A Ravenna le aziende interessate da questo CCNL sono 902 e i lavoratori 4.584; nella provincia di Forlì-Cesena, 1.064 le aziende coinvolte e 5.307 i dipendenti; a Rimini, 829 le aziende e 3.921 i dipendenti.
L’intesa prevede:
• l’adeguamento retributivo del 5% erogati nel 2022 in tre tranche, al IV livello complessive €70;
• una quota una tantum di 130 € erogata in due tranche, marzo e luglio 2022;
• aumentati gli importi dell’indennità di trasferta e di reperibilità del 5% a partire dal 01 gennaio 2022;
• definita la formazione obbligatoria di 8 ore, da effettuare entro il 2022 per il recupero dei gap di competenza digitale;
• avviato il percorso per la riforma dell’inquadramento professionale. Istituito un gruppo tecnico paritetico che, entro la fine del 2022, dovrà declinare i nuovi profili professionali in modo da valorizzare le nuove professionalità e le nuove funzioni che in questi anni si sono consolidate a fronte di modifiche dell’organizzazione del lavoro;
• riguardo i contratti a temine, secondo quanto delegato dal D.Lgs. 81/2015, sono stati negoziati: la durata complessiva massima del rapporto; il diritto di precedenza per l’assunzione a tempo indeterminato; l’eliminazione degli intervalli temporali tra un contratto a termine e l’altro; la stagionalità e le causali per il ricorso al contratto a termine;
• dal primo gennaio 2022 anche l’area meccanica degli artigiani che operano nel settore del Restauro di beni culturali potranno trovare tutela dentro il contratto.
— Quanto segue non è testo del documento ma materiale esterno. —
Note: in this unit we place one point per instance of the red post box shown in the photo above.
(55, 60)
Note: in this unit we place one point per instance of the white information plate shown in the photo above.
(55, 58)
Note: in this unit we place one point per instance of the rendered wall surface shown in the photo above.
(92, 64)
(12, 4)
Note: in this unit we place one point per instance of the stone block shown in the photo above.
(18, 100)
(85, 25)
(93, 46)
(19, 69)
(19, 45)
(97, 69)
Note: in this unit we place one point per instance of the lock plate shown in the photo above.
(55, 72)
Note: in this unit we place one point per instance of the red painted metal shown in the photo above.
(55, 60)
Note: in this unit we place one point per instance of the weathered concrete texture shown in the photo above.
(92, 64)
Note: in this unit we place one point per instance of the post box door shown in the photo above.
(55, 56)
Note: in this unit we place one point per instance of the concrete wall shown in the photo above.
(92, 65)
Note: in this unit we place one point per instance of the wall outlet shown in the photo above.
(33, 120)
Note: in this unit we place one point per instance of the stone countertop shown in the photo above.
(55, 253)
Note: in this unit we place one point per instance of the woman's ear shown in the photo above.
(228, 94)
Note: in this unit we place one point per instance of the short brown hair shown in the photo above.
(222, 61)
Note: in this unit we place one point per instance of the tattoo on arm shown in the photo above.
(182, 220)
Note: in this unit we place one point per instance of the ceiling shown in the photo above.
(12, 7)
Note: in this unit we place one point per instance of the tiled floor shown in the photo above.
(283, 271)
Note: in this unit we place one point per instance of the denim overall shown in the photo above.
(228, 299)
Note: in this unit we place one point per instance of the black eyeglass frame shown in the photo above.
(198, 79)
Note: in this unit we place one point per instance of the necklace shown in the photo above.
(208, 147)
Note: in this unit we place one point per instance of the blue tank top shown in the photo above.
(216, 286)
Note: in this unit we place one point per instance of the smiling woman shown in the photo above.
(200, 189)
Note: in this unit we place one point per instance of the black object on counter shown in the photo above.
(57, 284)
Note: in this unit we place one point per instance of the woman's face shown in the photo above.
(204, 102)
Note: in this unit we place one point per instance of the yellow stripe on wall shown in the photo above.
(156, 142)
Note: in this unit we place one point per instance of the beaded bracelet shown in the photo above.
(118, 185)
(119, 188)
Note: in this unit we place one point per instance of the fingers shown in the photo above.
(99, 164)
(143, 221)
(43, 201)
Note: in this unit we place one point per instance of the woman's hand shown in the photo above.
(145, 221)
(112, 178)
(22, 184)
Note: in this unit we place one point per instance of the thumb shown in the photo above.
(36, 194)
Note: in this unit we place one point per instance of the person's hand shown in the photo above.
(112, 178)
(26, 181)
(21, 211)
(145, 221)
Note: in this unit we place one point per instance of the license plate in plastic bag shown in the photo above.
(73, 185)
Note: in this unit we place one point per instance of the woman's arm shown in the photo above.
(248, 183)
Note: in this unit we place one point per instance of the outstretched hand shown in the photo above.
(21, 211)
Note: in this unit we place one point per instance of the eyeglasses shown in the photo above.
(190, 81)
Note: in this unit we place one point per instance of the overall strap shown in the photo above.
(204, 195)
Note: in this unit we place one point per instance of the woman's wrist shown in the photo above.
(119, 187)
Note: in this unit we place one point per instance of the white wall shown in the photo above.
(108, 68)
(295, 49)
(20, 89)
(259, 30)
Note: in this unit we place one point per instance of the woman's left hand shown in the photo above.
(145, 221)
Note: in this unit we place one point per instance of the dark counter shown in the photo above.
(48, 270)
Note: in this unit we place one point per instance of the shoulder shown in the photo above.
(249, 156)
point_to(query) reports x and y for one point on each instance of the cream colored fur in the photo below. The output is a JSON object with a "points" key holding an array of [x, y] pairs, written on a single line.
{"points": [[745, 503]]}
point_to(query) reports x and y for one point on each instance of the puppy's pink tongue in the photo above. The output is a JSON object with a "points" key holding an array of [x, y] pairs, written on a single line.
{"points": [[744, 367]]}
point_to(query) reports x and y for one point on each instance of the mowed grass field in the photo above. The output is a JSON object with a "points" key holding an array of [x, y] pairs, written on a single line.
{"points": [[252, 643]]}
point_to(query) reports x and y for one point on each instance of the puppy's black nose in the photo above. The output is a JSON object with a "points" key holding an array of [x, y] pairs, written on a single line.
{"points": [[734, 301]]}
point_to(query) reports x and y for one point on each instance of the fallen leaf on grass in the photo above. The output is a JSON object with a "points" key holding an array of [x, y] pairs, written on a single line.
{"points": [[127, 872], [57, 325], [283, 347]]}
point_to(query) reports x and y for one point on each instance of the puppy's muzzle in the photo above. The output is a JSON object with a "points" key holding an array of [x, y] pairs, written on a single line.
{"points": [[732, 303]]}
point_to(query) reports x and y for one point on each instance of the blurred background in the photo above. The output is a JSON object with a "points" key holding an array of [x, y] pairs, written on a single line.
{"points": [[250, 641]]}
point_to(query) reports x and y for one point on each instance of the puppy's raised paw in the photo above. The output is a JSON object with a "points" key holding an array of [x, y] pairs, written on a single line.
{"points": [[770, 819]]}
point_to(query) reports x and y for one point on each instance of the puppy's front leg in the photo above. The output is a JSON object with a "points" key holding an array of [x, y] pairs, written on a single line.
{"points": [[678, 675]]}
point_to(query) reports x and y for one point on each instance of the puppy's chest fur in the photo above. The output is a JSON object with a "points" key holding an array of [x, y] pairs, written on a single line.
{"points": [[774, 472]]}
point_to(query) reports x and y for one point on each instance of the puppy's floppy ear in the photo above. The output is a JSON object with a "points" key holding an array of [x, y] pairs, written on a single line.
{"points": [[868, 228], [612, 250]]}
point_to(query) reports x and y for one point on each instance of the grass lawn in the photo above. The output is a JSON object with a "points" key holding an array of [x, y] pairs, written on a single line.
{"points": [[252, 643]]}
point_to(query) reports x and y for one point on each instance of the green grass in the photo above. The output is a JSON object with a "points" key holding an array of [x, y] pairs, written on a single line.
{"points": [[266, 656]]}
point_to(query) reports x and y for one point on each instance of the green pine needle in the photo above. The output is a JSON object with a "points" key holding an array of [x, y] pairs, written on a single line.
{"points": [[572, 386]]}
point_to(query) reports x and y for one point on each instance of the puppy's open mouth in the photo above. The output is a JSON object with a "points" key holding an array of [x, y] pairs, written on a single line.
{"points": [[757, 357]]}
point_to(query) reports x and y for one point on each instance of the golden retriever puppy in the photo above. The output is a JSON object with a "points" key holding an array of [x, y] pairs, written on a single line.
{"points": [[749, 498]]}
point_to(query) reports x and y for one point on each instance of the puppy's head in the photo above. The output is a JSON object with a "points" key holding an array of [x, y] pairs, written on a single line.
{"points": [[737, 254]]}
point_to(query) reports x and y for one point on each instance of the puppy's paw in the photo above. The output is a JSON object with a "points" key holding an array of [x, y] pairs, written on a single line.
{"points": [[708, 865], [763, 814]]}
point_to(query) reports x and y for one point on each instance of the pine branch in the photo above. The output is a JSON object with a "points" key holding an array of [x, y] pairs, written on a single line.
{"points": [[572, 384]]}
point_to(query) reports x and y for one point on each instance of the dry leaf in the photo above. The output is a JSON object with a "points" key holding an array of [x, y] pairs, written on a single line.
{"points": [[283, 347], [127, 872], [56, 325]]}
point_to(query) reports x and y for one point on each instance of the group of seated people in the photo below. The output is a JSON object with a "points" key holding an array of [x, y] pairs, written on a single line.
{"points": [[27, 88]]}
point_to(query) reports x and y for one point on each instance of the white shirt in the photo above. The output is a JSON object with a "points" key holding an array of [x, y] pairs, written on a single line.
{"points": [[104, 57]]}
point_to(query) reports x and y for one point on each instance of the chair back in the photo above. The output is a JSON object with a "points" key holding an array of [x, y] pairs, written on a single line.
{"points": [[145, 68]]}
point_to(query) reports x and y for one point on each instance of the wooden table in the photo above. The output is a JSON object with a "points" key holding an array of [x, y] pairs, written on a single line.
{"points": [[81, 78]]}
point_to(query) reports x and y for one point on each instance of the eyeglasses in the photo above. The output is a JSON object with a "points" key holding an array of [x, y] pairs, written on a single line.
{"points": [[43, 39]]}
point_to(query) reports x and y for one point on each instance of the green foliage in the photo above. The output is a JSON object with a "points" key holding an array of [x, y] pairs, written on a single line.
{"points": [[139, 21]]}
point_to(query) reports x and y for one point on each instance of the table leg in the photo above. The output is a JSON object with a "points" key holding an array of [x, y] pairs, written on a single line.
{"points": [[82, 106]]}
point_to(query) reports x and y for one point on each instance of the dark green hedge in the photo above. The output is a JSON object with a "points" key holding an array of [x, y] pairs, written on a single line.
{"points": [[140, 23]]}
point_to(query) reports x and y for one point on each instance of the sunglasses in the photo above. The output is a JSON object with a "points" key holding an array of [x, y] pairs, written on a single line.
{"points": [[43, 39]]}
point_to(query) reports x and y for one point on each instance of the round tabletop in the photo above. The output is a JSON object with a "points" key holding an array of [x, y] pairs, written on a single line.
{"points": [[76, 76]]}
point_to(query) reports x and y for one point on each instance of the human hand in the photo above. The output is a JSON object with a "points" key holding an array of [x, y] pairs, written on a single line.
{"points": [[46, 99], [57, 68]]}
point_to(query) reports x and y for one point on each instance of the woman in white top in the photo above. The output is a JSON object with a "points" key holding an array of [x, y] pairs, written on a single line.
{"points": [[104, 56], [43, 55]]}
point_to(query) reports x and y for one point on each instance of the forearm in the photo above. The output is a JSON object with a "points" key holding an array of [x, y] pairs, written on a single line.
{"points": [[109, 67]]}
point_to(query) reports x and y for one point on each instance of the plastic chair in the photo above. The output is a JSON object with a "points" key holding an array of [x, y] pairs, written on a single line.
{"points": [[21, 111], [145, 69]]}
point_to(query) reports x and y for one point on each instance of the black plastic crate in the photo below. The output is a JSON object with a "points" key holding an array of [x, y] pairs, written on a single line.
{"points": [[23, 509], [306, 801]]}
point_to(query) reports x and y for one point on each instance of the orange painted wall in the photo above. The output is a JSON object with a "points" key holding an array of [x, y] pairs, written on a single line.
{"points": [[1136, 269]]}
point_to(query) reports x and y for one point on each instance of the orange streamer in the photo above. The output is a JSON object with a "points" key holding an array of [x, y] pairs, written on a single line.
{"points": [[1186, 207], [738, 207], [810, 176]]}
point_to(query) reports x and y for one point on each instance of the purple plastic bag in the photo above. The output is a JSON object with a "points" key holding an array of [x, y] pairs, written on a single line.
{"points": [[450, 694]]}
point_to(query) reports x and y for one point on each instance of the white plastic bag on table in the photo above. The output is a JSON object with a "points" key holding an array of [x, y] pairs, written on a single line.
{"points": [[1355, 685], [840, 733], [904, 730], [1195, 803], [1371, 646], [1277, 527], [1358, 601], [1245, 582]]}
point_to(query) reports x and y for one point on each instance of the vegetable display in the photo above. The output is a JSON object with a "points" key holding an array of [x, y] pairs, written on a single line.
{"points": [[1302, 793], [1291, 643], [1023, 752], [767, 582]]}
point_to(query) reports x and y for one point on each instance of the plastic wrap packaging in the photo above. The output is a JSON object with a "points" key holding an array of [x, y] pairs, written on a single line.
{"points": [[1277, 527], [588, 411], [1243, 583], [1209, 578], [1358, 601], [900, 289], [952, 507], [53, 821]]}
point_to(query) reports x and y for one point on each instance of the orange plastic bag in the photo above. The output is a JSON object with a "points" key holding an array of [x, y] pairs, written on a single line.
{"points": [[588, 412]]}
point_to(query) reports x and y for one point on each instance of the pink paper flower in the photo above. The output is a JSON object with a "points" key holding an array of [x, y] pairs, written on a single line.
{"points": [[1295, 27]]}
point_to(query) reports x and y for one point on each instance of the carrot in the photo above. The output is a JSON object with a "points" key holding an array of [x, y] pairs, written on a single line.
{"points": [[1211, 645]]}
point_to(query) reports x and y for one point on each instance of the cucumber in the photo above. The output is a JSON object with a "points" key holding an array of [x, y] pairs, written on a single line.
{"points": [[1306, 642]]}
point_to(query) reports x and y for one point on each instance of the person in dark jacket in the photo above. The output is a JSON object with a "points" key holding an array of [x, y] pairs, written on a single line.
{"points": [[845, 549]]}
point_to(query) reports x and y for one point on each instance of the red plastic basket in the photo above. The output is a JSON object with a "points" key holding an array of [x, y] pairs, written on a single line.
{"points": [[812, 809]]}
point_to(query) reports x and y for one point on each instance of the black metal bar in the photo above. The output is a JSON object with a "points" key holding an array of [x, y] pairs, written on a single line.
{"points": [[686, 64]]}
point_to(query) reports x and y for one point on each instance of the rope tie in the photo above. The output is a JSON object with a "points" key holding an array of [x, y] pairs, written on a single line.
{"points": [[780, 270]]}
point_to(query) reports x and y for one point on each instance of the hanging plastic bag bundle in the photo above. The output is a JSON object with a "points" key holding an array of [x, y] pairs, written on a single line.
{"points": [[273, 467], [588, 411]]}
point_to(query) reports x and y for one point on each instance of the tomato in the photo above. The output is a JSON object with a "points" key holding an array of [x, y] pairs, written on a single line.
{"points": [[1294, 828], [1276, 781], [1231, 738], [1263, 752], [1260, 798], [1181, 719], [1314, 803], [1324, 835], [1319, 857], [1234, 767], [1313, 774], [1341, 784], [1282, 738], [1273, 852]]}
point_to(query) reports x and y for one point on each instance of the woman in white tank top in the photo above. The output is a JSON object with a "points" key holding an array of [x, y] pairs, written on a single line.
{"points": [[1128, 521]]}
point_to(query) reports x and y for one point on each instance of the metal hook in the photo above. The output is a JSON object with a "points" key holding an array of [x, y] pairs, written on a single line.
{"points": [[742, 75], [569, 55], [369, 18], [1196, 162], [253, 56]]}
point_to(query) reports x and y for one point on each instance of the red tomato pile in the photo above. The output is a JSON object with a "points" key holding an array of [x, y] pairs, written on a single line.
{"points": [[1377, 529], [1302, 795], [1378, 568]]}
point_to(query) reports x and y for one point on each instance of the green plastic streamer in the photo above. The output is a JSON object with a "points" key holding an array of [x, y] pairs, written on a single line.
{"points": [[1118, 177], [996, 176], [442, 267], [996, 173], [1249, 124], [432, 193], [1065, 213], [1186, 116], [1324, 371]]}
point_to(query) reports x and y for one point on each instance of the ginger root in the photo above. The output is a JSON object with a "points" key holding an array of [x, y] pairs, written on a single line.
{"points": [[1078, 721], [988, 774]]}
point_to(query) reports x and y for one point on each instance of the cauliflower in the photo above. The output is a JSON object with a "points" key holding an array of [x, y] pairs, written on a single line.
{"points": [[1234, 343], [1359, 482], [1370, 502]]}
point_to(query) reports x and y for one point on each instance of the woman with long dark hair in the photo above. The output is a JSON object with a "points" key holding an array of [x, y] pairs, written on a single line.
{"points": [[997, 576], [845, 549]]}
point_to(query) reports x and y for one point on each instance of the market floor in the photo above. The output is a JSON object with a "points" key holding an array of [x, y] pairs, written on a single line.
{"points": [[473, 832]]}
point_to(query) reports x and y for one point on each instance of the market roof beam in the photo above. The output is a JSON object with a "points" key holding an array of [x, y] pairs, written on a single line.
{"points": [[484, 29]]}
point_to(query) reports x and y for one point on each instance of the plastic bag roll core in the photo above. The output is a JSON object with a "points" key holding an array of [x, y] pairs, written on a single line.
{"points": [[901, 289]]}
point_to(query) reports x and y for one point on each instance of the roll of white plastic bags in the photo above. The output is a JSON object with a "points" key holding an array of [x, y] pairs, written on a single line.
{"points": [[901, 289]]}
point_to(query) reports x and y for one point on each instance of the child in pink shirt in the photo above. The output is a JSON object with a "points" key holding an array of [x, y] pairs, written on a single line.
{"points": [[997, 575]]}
“Il rinnovo del CCNL Artigiani Area Meccanica è per noi un traguardo importante, per certi versi segna una svolta. Non era più derogabile, ad esempio, il necessario adeguamento economico dei salari. La catena del valore non è più “autocentrata”, ma attraversa per intero le filiere produttive.
“Troppo spesso si pensa alle transizioni tecnologica ed energetica, ma è importante considerare- sottolinea Drudi - come queste porteranno ad una forte cambiamento delle competenze e conoscenze necessarie sul lavoro. Queste trasformazioni riguarderanno non solo le medie-grandi imprese, ma sarà un fenomeno trasversale. Ecco perché il nuovo CCNL artigiano introduce novità significative sulla formazione, che saranno indispensabili nel processo di “reskilling”, cioè il riallineamento nelle competenze di lavoratrici e lavoratori. L’impegno alla ridefinizione del sistema di inquadramento segue la stessa logica.
“È un rinnovo contrattuale- conclude Davide Drudi della FIM CISL Romagna- che scommette sullo sviluppo delle imprese artigiane e sulla crescita professionale di lavoratrici e lavoratori. Sono anche le migliori risposte per avere una occupazione stabile e di qualità”.